Squirreling away for winter
I don’t consider myself a rodent, yet I have this compulsive desire to can, freeze, dry and store food up for the winter every fall. It’s almost like I’m a squirrel, hiding nuts for the coming winter. Or maybe I just feel slightly nuts when I spend half my spare time in September and October freezing, canning, pickling and drying.
I have to admit, I didn’t grow half of what I stored. The apricots for jam came from a co-worker’s tree, the green chiles came from Okagawa, the corn came from an Olathe grower who set up shop in the back end of a pickup near Cottonwood Liquors and I got most of my tomatoes for canning from Rettig Farms.

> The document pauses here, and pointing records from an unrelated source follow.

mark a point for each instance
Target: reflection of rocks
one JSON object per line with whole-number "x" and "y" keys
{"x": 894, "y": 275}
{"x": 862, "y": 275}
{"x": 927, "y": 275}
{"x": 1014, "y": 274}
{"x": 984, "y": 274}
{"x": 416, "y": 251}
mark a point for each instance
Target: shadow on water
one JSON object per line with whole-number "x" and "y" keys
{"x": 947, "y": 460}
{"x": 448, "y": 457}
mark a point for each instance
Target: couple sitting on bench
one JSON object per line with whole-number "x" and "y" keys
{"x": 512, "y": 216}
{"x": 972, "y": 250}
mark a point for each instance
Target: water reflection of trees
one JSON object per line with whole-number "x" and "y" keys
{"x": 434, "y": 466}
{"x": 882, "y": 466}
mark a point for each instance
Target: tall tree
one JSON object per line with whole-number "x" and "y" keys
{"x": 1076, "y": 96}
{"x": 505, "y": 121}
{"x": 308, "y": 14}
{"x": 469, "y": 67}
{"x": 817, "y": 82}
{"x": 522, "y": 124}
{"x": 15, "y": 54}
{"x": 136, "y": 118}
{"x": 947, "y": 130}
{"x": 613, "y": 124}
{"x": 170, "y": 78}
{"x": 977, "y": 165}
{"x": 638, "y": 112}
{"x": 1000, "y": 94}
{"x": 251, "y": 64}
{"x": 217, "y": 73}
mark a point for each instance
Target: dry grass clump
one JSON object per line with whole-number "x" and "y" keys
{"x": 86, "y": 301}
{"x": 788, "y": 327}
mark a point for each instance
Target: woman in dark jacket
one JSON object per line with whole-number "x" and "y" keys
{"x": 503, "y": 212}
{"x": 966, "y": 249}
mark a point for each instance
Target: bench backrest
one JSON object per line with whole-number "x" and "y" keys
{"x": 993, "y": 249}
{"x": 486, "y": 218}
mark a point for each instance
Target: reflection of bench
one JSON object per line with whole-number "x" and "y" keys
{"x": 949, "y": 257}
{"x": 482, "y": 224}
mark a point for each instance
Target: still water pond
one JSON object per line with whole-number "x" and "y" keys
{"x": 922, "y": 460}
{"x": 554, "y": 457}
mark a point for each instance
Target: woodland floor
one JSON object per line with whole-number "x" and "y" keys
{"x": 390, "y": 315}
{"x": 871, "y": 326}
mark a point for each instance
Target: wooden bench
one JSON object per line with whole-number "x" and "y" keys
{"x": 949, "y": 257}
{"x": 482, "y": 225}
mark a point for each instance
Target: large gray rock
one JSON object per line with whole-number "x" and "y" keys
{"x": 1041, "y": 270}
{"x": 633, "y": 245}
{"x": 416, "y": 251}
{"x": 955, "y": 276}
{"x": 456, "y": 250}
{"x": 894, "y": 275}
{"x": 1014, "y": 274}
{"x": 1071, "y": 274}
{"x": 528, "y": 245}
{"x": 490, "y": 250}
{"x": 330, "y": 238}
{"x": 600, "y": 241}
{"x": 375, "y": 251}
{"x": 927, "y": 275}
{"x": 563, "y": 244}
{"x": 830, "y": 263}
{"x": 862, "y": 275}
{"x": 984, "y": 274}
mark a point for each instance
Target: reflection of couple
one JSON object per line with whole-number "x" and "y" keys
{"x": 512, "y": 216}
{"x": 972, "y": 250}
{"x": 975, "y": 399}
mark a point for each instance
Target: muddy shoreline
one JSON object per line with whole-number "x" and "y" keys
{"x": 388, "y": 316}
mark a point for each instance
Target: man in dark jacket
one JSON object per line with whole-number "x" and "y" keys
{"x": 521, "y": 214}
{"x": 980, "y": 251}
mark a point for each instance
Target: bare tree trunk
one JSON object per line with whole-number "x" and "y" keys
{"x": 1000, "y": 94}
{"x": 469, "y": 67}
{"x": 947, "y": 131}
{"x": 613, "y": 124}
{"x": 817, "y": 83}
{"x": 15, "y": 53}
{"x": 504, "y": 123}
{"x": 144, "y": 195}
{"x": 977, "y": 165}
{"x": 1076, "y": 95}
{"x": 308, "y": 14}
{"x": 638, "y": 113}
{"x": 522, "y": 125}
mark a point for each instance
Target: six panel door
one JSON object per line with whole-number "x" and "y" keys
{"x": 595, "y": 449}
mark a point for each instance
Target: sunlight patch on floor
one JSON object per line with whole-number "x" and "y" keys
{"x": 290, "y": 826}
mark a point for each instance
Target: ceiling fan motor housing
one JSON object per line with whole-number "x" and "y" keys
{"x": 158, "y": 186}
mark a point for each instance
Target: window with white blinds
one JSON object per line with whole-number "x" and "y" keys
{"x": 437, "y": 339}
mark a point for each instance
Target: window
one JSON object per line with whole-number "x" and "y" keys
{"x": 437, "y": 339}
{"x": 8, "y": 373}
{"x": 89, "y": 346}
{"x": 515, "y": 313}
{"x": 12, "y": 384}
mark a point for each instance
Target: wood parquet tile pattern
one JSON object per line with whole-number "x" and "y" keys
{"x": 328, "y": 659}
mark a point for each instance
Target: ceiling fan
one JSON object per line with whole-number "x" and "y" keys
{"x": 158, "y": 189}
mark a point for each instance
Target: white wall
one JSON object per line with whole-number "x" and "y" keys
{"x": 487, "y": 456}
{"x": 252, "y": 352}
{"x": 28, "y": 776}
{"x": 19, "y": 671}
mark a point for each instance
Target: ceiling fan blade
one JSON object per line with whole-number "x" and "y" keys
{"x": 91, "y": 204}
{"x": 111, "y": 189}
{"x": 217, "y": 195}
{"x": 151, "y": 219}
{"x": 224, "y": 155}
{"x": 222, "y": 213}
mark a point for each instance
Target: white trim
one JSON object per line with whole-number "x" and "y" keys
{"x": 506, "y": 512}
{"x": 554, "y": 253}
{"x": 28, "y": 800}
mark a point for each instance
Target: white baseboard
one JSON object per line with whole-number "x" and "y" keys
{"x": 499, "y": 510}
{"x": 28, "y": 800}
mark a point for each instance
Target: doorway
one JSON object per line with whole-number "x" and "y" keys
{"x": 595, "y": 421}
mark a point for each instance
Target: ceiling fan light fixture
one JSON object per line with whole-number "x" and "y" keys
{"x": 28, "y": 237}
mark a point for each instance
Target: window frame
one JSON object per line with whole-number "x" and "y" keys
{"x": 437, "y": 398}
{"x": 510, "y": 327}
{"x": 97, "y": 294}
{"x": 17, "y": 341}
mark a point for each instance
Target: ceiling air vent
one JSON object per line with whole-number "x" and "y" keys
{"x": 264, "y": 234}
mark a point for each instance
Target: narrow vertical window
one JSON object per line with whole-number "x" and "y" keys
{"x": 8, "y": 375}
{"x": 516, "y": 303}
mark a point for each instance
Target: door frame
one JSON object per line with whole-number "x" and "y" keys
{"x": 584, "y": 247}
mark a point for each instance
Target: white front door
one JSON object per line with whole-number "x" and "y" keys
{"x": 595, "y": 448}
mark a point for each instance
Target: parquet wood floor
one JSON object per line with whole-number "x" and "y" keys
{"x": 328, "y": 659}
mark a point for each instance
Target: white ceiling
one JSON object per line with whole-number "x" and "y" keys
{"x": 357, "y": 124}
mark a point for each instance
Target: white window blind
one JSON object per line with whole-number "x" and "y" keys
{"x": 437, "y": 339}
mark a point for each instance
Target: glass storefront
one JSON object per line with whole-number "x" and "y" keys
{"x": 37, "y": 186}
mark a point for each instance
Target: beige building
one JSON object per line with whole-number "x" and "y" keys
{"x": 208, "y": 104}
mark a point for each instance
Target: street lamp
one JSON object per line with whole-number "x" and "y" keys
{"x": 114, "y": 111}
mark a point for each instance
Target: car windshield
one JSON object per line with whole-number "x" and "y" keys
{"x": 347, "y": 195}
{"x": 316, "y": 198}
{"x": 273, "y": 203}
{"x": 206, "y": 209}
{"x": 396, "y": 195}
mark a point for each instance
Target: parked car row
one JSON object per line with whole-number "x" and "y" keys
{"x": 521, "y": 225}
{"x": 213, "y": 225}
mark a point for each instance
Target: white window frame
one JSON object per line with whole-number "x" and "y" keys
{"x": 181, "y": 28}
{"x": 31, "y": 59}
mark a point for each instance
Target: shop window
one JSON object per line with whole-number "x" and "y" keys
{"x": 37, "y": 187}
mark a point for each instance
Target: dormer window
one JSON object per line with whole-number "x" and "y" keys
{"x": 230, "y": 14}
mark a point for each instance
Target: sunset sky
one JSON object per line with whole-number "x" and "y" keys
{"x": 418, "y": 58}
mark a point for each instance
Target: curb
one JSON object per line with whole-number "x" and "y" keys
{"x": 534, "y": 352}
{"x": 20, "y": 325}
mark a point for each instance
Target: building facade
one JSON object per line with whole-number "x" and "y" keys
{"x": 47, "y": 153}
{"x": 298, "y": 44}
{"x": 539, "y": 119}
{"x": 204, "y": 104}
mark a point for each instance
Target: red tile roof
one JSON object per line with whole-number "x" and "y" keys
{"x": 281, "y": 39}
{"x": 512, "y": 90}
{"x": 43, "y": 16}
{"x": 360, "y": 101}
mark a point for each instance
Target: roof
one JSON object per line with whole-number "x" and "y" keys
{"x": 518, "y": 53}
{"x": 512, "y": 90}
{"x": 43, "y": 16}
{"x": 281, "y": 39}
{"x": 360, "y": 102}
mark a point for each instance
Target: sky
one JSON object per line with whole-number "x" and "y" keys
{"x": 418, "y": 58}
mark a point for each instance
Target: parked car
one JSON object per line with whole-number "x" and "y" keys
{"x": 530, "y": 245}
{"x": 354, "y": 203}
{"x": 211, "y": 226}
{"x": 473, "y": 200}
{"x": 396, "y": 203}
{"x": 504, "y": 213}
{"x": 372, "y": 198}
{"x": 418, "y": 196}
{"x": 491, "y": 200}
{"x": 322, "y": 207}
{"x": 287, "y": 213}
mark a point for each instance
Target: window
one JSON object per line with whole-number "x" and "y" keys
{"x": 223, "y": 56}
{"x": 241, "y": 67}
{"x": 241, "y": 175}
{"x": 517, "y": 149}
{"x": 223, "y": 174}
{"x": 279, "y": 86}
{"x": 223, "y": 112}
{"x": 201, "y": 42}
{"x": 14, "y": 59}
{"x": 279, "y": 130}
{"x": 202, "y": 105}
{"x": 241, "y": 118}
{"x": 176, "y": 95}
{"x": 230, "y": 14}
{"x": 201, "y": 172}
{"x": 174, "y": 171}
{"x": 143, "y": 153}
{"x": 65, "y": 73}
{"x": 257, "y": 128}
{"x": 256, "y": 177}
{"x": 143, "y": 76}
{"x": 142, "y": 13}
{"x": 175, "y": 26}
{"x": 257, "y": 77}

The green beans for my jars of dilly beans came from a farm stand in Palisade, since my own green beans were too hard to find, hidden away in the corn and morning glory.
At least I used home-grown tomatillos for green salsa, garden-produced basil for pesto, froze excess spinach, Swiss chard and kale and managed to put pattypan squash in everything we ate all summer long.
Now it’s done, so I can smile, sit back and enjoy roasted green chiles, chocolate zucchini bread, home-canned peaches or frozen veggies all winter long. Nothing like seeing a shelf full of home-canned produce to make you feel like all that weeding, watering and nurturing was worth it.
And just in case a freak snowstorm shuts down traffic across I-70 for weeks and reduces the offerings on the grocery shelves, I’ll be ready! Especially if we have a strange craving for green salsa over peaches.